单只配了http-mapping还不够,还要记得去调整一下Health Status严重程度的顺序,不然你的FATAL在Health Endpoint里仍然会被认作200的HTTP status code来返回,当存在任意一个UP的情况下。

management.endpoint.health.status.order=fatal,down,out-of-service,unknown,up

Actuator的逻辑就是先把各个components的status收集起来,然后在这个status order列表里寻找下标最小的那个status,并将其http-mapping作为最终的HTTP status code。具体可参考SimpleStatusAggregator的源码。

Measure Health Endpoint

前面多次提到,Health Endpoint的结果是多个components的结果的聚合,所以它所花费的时间也是这些components顺序执行完所需时间之和。
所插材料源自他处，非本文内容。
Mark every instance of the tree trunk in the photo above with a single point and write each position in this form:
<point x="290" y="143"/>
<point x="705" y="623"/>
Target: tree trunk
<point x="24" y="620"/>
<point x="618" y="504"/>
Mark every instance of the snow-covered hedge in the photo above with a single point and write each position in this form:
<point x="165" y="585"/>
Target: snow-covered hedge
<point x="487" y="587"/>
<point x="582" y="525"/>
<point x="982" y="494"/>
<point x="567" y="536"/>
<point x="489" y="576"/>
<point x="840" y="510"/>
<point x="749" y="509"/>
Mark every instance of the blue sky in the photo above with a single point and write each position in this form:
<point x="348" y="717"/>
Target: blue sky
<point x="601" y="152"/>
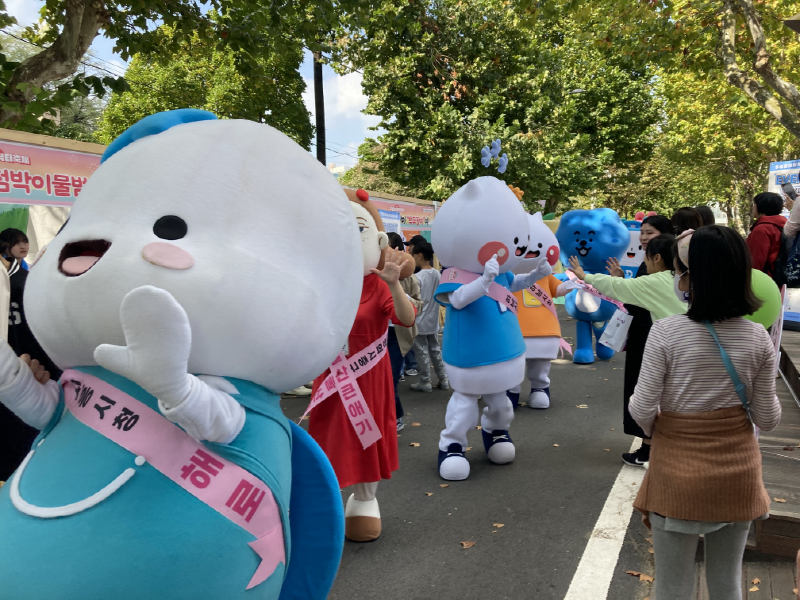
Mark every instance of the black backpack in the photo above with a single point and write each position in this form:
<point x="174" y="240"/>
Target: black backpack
<point x="787" y="261"/>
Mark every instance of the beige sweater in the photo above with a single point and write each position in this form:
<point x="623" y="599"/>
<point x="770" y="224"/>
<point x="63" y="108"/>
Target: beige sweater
<point x="406" y="335"/>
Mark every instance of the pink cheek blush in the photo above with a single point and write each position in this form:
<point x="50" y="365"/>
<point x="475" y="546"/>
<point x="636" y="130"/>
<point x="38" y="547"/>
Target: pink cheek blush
<point x="168" y="256"/>
<point x="552" y="255"/>
<point x="489" y="250"/>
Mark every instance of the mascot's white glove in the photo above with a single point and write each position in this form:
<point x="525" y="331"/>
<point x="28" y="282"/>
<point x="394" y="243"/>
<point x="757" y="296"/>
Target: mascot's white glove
<point x="472" y="291"/>
<point x="159" y="341"/>
<point x="565" y="288"/>
<point x="521" y="282"/>
<point x="31" y="401"/>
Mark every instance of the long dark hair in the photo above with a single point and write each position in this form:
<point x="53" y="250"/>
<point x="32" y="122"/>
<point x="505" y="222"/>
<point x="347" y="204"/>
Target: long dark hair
<point x="720" y="275"/>
<point x="662" y="245"/>
<point x="9" y="238"/>
<point x="659" y="222"/>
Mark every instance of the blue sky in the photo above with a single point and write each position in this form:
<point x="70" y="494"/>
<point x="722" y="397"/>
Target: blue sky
<point x="346" y="125"/>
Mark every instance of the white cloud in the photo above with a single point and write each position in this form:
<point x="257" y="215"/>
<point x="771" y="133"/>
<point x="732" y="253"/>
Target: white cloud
<point x="26" y="11"/>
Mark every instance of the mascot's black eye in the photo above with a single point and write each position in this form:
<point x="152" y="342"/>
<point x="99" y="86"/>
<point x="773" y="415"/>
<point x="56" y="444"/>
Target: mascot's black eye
<point x="170" y="227"/>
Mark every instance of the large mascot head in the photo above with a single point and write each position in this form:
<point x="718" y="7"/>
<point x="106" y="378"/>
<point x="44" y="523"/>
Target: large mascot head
<point x="374" y="241"/>
<point x="482" y="219"/>
<point x="241" y="225"/>
<point x="593" y="236"/>
<point x="543" y="246"/>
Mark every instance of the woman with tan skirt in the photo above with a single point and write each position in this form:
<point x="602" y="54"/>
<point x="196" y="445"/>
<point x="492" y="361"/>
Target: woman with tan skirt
<point x="705" y="464"/>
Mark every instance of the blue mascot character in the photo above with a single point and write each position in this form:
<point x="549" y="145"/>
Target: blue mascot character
<point x="593" y="236"/>
<point x="184" y="294"/>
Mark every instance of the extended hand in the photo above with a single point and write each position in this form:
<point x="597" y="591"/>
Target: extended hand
<point x="613" y="268"/>
<point x="542" y="270"/>
<point x="159" y="340"/>
<point x="392" y="265"/>
<point x="576" y="267"/>
<point x="40" y="374"/>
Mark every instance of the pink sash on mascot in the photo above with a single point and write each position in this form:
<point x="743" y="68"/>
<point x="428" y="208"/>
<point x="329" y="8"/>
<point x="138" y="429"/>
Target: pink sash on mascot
<point x="342" y="379"/>
<point x="233" y="492"/>
<point x="496" y="291"/>
<point x="590" y="290"/>
<point x="545" y="299"/>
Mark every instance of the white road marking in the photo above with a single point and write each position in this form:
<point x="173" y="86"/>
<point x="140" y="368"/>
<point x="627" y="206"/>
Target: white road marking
<point x="593" y="576"/>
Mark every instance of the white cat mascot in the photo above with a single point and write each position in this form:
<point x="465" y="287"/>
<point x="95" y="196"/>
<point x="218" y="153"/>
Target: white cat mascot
<point x="185" y="292"/>
<point x="481" y="233"/>
<point x="537" y="315"/>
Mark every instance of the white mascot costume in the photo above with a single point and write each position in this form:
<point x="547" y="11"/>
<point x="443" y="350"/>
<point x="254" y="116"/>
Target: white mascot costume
<point x="481" y="233"/>
<point x="185" y="292"/>
<point x="537" y="315"/>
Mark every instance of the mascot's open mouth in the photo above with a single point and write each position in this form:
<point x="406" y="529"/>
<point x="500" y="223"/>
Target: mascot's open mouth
<point x="78" y="257"/>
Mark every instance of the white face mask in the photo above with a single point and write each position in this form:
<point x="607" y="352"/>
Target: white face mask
<point x="682" y="296"/>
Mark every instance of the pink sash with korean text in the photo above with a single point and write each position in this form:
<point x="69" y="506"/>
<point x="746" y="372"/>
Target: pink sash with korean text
<point x="496" y="291"/>
<point x="544" y="298"/>
<point x="342" y="379"/>
<point x="591" y="290"/>
<point x="224" y="486"/>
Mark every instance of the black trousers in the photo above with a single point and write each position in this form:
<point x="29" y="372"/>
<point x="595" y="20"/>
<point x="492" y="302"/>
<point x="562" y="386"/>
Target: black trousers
<point x="396" y="359"/>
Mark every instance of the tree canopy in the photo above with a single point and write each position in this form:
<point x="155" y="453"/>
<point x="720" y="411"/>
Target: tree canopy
<point x="448" y="77"/>
<point x="253" y="30"/>
<point x="200" y="75"/>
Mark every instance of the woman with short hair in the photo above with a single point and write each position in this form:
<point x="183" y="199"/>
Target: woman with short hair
<point x="705" y="464"/>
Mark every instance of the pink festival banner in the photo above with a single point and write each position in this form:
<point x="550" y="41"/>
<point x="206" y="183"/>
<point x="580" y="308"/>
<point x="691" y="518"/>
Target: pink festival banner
<point x="35" y="174"/>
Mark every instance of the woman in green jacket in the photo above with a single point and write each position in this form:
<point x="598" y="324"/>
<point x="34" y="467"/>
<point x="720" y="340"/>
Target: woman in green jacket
<point x="654" y="293"/>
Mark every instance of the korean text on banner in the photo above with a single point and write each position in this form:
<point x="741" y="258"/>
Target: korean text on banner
<point x="31" y="174"/>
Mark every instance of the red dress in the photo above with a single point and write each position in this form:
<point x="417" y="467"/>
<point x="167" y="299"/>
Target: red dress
<point x="329" y="424"/>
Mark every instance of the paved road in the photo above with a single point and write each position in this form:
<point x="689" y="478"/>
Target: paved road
<point x="548" y="501"/>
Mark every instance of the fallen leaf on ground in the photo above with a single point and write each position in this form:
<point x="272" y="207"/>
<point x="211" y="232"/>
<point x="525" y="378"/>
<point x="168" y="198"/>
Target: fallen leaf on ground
<point x="633" y="573"/>
<point x="466" y="545"/>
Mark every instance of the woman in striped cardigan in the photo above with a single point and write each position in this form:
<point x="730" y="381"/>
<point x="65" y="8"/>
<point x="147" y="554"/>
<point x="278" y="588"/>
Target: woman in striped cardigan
<point x="705" y="464"/>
在Kubernetes环境中,如果你的应用依赖了较多的components,且它们之中有的health check需要走网络,比如跨国/跨地区的mail服务,那么Health Endpoint有可能会超出容器探针所配置的策略值,进而影响应用的启动和运行。

作为实验目的,我们现在希望能对所有的components做一下耗时测量。

经过一番对源码的探索,我们找到了Health Endpoint的扩展点所在

@Component
public class CustomHealthEndpointWebExtension extends HealthEndpointWebExtension {

    public CustomHealthEndpointWebExtension(HealthContributorRegistry registry, HealthEndpointGroups groups) {
        super(registry, groups);
    }

    @Override
    protected HealthComponent getHealth(HealthContributor contributor, boolean includeDetails) {
        Instant start = Instant.now();
        HealthComponent healthComponent = super.getHealth(contributor, includeDetails);
        Duration interval = Duration.between(start, Instant.now());
        if (healthComponent instanceof Health) {
            Health health = (Health) healthComponent;
            return new Health.Builder(health.getStatus(), health.getDetails())
                    .withDetail("timeElapsedInMillis", interval.toMillis())
                    .build();
        }
        return healthComponent;
    }

    @Override
    protected HealthComponent aggregateContributions(ApiVersion apiVersion, Map<String, HealthComponent> contributions, StatusAggregator statusAggregator, boolean showComponents, Set<String> groupNames) {
        // 可惜目前无法对aggregate的HealthComponent做加强操作
        return super.aggregateContributions(apiVersion, contributions, statusAggregator, showComponents, groupNames);
    }

}

代码本身比较简单,这里想着重说一下里面的HealthComponent。以下是关于它的层次结构 health-component-hierarchy HealthComponent有三种:HealthCompositeHealthSystemHealth

通过implements HealthIndicator自定义的health indicator或框架内置的那些通过extends AbstractHealthIndicator的health indicator,返回的都是Health;包含多个components的indicator,比如自定义了group/actuator/health/mygroup,返回的就是CompositeHealth;而SystemHealth则只有/actuator/health的时候才会返回。

看一下我们测量的效果

{
  "status": "UP",
  "components": {
    "diskSpace": {
      "status": "UP",
      "details": {
        "total": 250790436864,
        "free": 60874444800,
        "threshold": 10485760,
        "exists": true,
        "timeElapsedInMillis": 0
      }
    },
    "ping": {
      "status": "UP",
      "details": {
        "timeElapsedInMillis": 0
      }
    },
    "rabbit": {
      "status": "UP",
      "details": {
        "version": "3.8.9",
        "timeElapsedInMillis": 90
      }
    },
    "random": {
      "status": "UP",
      "details": {
        "chance": 0.15429430172284797,
        "strategy": "thread-local",
        "timeElapsedInMillis": 1005
      }
    }
  }
}

遗憾的是,目前还没有办法将总耗时汇总到和components平级的位置,这在aggregateContributions方法中也有注释。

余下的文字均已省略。